When Scottsdale 6 closed because it couldn't reach a new lease agreement with the landowners, Valley drive-in enthusiasts started banding together — first, to try to save Scottsdale 6, and now, as that seems impossible, to try to save what's left of the Valley's once-thriving drive-in culture. At one time, there were more than 50 drive-ins across Arizona. With the closing of Scottsdale 6, there are now, only two left in the entire state: Glendale 9, off 55th Avenue and Bethany Home Road, and Globe's seasonal, single-screen Apache Drive-In.
Drive-in theaters have been dying rapidly across the nation for the past two decades. At their peak in the early 1950s, there were around 4,000 drive-in theaters in the United States. A number of factors — including the changing image of drive-ins, difficulties procuring first-run films, licensing fees, and, most notably, the increasing value of land — has caused that number to dwindle to just an estimated 371 nationwide today.

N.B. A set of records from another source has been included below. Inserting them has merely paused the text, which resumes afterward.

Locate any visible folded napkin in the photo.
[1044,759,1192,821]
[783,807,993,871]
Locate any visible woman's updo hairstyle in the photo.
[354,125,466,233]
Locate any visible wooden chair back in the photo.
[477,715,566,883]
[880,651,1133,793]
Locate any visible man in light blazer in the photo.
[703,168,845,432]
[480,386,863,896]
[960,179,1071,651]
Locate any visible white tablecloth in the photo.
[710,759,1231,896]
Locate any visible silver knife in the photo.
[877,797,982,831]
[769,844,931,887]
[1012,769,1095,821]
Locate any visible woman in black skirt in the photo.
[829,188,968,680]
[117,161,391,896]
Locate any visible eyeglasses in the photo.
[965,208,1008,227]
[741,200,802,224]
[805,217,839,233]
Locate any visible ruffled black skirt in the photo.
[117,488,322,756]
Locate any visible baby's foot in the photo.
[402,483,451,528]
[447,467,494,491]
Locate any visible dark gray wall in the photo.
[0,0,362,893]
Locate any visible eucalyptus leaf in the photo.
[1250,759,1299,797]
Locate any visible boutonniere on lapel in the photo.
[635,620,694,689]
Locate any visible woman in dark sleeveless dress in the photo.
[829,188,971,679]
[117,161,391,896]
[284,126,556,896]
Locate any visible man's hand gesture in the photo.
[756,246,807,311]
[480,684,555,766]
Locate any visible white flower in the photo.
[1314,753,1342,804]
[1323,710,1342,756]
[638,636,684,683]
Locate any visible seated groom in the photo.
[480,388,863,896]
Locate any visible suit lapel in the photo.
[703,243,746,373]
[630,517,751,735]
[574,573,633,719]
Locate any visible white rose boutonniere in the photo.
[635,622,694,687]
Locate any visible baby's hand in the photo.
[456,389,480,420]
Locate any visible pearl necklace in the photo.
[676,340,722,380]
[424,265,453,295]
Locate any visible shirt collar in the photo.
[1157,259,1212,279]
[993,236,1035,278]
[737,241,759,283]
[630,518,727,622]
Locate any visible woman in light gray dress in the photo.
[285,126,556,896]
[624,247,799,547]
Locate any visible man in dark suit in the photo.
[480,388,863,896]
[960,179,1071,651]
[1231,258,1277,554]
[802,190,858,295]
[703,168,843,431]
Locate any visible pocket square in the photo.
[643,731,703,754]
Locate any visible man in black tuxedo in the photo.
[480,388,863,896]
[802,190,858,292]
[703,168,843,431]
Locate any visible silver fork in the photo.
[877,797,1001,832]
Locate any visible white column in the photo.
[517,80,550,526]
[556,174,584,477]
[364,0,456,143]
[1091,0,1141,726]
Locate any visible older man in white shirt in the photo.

For fans of drive-ins, the decline is a tragedy, a vanishing piece of Americana that must be salvaged. Many Scottsdale 6 regulars have started going to Glendale 9 and say they'll also go to the Apache in Globe when it reopens next spring. "I was devastated when I heard Scottsdale 6 closed," Eva Poole says. "My kids have gone to the drive-in, and one day, I'd like to take my grandkids. I think a lot of people have never experienced it . . . It's Americana. It's history."
It's also the topic of an art exhibit, opening October 21 at Bokeh Gallery in Phoenix.
Drive-ins long had been a disappearing culture when local photographer William LeGoullon started photographing them in 2009, for an exhibition titled "Intermissions," originally shown at eye lounge. The exhibition started as a project in which LeGoullon photographed during the day places that usually were active only at night.
"I started to observe the fact that this is a place that's a classic American landscape — old popcorn stands, old neon lights," LeGoullon says. "What I found interesting was seeing these symbols, and how some have survived and how some have been affected over time, either by weathering or technology. It's a mixture of a classic place that still holds a lot of nostalgia, but in a modern time."
Now, LeGoullon's photos of the Scottsdale 6 may be the only part of it that lives on, aside from memories.
The first drive-in theater opened in Pennsauken, New Jersey, on June 6, 1933. It was the brainchild of Richard M. Hollingshead Jr., whose family owned the R.M. Hollingshead Corporation chemical plant in Camden. This first drive-in had one 40-foot-by-50-foot screen and room for 400 cars. It was billed as a place to bring the whole family, regardless of how noisy the kids were.